Sepulcro de Inés de Castro en el monasterio de Alcobaça    Como estamos en plena Edad Media y las bodas de Estado eran de obligado cumplimiento, don Pedro y doña Constanza contrajeron matrimonio, a pesar de que la dama castellana ya era consciente de la doble traición. Solo por razones hereditarias, doña Constanza tuvo un hijo que, por desgracia, solo vivió unos días. Volvió a tener otro hijo, Fernando, que llegó a ceñirse la corona de Portugal.
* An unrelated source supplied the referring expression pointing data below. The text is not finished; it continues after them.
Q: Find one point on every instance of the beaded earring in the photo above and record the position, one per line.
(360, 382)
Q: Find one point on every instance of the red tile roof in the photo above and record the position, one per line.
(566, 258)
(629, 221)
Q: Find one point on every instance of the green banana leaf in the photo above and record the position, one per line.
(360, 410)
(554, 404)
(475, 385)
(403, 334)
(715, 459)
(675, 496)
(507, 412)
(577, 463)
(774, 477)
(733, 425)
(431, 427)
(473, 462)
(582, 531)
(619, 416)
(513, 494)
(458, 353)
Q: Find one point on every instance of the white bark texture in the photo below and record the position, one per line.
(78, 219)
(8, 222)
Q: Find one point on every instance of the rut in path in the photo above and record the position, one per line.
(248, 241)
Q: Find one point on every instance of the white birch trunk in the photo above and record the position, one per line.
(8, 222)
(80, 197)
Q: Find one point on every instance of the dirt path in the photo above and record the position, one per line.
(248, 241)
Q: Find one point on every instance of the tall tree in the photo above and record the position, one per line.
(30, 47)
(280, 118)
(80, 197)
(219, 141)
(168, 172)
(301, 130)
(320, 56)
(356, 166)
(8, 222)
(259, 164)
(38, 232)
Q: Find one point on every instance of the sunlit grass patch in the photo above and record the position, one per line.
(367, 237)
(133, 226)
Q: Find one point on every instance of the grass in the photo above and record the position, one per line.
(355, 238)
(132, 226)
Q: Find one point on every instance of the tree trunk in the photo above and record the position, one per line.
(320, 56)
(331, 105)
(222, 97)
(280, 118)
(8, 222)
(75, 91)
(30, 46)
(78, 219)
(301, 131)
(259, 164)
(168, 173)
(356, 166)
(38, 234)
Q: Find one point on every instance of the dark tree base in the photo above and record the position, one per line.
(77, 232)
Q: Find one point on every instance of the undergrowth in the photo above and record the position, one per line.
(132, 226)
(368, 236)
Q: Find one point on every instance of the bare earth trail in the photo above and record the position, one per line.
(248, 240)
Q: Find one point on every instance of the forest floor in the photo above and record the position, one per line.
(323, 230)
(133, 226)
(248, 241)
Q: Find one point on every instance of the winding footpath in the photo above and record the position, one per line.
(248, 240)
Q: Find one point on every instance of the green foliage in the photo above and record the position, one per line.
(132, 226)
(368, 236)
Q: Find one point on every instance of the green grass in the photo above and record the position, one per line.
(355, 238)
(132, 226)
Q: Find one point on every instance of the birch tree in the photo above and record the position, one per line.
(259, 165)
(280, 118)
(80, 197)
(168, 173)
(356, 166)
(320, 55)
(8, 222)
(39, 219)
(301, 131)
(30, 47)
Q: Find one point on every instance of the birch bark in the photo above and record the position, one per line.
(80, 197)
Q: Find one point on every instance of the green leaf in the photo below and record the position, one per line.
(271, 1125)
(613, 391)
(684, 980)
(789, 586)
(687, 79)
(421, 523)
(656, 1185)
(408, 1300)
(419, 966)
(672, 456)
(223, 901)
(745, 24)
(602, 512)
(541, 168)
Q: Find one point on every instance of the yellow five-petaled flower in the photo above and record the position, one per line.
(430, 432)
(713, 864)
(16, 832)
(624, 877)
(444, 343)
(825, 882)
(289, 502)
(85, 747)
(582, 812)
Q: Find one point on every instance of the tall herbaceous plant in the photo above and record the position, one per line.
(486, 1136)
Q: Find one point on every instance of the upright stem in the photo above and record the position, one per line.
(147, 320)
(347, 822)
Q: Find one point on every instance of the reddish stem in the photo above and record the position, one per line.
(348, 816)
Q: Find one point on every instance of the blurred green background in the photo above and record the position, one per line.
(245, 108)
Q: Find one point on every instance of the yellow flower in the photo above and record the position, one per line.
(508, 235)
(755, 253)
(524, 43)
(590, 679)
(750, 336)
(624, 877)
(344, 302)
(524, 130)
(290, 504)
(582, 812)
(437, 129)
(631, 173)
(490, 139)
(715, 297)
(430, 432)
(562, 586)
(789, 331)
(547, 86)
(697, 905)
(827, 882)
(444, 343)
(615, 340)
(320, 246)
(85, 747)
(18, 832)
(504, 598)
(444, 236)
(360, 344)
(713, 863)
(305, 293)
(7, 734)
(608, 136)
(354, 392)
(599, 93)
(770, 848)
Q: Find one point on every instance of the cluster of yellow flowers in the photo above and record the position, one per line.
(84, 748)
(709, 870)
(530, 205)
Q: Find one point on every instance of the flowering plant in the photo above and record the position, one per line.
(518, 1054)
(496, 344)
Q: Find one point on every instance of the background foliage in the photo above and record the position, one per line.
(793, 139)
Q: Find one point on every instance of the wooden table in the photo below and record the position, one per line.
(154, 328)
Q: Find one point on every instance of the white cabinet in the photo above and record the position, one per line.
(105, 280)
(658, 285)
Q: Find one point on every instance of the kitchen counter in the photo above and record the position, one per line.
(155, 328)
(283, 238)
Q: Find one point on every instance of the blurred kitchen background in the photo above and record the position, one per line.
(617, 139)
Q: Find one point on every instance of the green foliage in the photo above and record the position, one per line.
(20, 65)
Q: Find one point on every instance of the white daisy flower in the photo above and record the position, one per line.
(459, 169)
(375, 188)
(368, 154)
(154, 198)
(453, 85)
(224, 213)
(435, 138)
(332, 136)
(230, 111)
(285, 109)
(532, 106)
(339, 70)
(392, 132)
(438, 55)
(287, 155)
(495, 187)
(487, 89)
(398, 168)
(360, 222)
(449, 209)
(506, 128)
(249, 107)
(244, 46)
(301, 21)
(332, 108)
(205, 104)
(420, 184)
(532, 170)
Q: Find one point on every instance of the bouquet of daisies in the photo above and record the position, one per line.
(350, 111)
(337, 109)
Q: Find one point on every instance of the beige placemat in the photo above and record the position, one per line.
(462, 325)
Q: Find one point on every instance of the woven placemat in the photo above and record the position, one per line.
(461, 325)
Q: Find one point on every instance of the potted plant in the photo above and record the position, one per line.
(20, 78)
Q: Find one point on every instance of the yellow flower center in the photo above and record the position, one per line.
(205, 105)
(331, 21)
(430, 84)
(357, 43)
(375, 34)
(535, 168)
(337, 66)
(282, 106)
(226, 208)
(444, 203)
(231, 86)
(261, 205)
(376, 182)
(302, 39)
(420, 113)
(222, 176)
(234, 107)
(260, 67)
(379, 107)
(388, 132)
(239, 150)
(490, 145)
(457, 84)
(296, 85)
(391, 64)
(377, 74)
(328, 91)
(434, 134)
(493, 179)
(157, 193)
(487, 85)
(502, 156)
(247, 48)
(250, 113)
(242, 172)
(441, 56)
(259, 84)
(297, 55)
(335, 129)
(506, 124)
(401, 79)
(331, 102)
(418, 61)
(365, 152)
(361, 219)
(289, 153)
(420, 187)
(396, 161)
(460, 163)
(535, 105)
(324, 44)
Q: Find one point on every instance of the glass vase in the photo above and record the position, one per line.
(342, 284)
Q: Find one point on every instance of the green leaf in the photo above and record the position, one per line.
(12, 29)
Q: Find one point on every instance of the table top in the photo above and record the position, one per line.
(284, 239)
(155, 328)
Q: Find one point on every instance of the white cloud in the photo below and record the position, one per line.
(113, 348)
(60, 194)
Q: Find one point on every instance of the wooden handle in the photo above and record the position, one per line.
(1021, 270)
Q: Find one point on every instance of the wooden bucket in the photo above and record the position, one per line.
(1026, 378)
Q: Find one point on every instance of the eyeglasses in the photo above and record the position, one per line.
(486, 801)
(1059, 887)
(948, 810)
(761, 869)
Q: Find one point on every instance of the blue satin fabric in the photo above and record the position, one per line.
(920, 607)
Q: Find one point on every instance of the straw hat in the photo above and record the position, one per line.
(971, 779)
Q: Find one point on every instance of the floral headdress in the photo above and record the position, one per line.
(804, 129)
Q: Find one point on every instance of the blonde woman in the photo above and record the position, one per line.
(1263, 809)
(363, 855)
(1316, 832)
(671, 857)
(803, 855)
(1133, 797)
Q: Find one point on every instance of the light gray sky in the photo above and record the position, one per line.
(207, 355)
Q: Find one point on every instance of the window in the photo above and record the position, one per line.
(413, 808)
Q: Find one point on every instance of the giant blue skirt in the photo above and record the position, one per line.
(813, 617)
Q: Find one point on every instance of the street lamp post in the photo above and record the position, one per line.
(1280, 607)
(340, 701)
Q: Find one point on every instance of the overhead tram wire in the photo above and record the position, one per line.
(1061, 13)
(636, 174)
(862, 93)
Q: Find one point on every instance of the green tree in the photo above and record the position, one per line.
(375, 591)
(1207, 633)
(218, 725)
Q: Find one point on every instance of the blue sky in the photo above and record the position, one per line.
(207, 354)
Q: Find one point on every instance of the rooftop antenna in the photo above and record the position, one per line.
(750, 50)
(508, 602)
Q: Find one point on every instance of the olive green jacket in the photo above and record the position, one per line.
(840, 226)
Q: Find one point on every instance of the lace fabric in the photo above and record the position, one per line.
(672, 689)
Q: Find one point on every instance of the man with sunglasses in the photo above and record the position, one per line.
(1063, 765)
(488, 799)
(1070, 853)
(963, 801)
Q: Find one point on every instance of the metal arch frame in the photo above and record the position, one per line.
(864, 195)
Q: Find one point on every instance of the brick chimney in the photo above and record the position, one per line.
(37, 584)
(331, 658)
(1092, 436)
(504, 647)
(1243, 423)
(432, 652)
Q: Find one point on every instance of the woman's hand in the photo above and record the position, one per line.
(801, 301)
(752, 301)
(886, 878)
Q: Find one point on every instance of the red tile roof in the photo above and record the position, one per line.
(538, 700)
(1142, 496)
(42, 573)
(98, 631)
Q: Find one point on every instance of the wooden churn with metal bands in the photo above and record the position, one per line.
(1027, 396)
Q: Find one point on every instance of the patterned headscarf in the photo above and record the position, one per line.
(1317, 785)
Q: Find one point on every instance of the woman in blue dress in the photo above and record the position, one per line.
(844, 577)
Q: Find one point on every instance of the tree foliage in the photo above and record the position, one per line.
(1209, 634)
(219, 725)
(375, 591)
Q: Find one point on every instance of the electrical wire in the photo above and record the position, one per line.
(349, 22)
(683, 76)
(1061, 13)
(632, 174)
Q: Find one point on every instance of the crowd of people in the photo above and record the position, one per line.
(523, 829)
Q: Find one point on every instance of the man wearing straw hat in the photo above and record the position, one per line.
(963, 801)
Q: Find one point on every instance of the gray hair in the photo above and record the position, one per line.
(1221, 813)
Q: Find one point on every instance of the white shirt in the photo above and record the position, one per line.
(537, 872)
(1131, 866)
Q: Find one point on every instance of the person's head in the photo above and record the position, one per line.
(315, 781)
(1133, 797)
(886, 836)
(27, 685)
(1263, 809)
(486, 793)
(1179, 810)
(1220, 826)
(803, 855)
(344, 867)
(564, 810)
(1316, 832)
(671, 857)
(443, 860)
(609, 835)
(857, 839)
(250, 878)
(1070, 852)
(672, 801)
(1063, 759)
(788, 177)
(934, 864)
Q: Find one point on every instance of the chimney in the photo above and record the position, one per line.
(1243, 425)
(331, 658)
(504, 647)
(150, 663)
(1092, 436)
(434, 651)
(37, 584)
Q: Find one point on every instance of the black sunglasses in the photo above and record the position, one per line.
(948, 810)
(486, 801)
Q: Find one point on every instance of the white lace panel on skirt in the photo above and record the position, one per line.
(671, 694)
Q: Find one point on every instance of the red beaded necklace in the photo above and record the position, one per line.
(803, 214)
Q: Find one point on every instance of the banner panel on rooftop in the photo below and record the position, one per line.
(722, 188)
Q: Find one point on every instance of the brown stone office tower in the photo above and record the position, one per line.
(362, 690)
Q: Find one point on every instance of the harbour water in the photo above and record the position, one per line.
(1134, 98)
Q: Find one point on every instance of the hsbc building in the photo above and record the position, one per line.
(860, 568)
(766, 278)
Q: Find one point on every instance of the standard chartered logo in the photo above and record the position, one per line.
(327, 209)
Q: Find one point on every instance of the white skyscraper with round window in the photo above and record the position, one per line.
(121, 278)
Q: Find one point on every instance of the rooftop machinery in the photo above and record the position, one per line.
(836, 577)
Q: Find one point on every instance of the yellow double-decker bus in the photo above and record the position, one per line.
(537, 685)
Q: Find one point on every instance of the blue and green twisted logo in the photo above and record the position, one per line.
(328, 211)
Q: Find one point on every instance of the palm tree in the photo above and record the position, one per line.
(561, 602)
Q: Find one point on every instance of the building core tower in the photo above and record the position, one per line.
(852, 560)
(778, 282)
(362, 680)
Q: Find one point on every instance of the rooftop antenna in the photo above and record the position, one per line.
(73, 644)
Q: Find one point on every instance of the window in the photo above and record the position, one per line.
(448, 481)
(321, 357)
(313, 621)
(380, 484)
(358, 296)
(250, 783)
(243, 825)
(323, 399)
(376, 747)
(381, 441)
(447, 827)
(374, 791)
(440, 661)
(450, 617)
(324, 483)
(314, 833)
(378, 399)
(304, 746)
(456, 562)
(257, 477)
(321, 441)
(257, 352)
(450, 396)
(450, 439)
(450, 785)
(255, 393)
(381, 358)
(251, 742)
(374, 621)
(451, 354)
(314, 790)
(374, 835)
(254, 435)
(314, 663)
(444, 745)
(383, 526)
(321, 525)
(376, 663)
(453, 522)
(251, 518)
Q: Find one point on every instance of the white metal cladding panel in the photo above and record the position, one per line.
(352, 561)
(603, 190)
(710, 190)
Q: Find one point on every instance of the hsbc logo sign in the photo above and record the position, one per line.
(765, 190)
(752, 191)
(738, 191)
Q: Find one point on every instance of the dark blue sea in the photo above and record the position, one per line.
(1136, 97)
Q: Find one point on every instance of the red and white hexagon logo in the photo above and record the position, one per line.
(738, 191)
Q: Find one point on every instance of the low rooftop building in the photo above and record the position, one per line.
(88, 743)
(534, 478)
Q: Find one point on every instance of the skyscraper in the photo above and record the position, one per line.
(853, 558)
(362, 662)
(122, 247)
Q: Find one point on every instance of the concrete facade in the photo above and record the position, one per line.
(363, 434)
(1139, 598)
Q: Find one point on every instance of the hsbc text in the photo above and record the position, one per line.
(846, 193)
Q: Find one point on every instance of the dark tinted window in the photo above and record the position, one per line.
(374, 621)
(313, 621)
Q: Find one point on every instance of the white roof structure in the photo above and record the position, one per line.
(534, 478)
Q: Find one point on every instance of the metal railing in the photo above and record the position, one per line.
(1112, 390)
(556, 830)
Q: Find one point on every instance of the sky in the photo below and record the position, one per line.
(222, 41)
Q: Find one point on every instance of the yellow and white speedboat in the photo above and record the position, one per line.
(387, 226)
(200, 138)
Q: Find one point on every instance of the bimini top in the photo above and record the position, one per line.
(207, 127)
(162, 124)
Aquella desventurada mujer ya había cumplido su destino; sin ganas de vivir, murió pocos días después de dar a luz.

  

    En contra de la voluntad de su padre, don Pedro casó en secreto con doña Inés en una ceremonia oficiada por el obispo de Guarda y a la que sólo asistieron algunos amigos del infante. Cuando esto llegó a conocimiento del rey Alfonso su furia no tuvo límites ya que su intención era casar a su hijo con la infanta de Navarra doña Blanca a la que incluso había hecho llegar a Lisboa.

 

    Ciego de ira, el monarca portugués encerró a su hijo en una prisión de Santarém y a doña Inés en otra cárcel de Coímbra mientras que hacía gestiones ante el Papa para que anulase el matrimonio, gestiones que fueron un fracaso.

  

    El rey Alfonso tiene un grave problema y duda entre asegurar el trono para su nieto legítimo, el hijo de doña Constanza, y matar a doña Inés. Había que acabar con la vida de la hidalga gallega.

  

    Tres fieles cortesanos fueron los designados para cometer la vileza, que marcharon a Coímbra donde, a puñaladas, asesinaron a doña Inés cumpliendo así su macabra misión.

   

    Informado don Pedro de la muerte de su esposa, se alzó en armas contra su padre al que derrotó en el campo de batalla, muriendo el rey y Pedro subió al trono. Lo primero que hizo fue declarar reos de alta traición a los tres verdugos de su esposa. Fueron sometidos a tormento en un cadalso levantado frente al palacio real para que desde allí don Pedro pudiera presenciar el cruel espectáculo; les fue arrancado, en vivo, el corazón sacándolo por la espalda y sus despojos fueron quemados y sus cenizas lanzadas al viento.

 

    Cumplida su venganza, don Pedro ideó la más insólita ceremonia de que tienen memoria los siglos. Convocó Cortes e hizo traer de la iglesia de Santa Clara los despojos de aquella mujer a la que tanto había amando. Depositados en el trono, fueron cubiertos de hermosas galas y sobre su ya irreconocible rostro, cubierto de espesos velos, se ciñó una corona de oro.

 

    Luego se celebró la más repulsiva ceremonia celebrada en Corte alguna: caballeros y damas de la nobleza portuguesa fueron obligados a besar la descarnada y fétida mano derecha de doña Inés en señal de acatamiento como soberana.

 

    Terminado el nauseabundo ceremonial, el cadáver fue colocado en un carro triunfal y trasladado al monasterio de Alcobaça. Allí, en un magnífico mausoleo, la desventurada Inés de Castro esperó la llegada de su amado cuyo sepulcro, junto al de ella, le estaba destinado. Y así es, uno frente al otro, con la parte de la cabeza ligeramente levatada, para que cuando llegue el Juicio Final, en el momento de abrir los ojos, lo primero que vea cada uno sea al otro.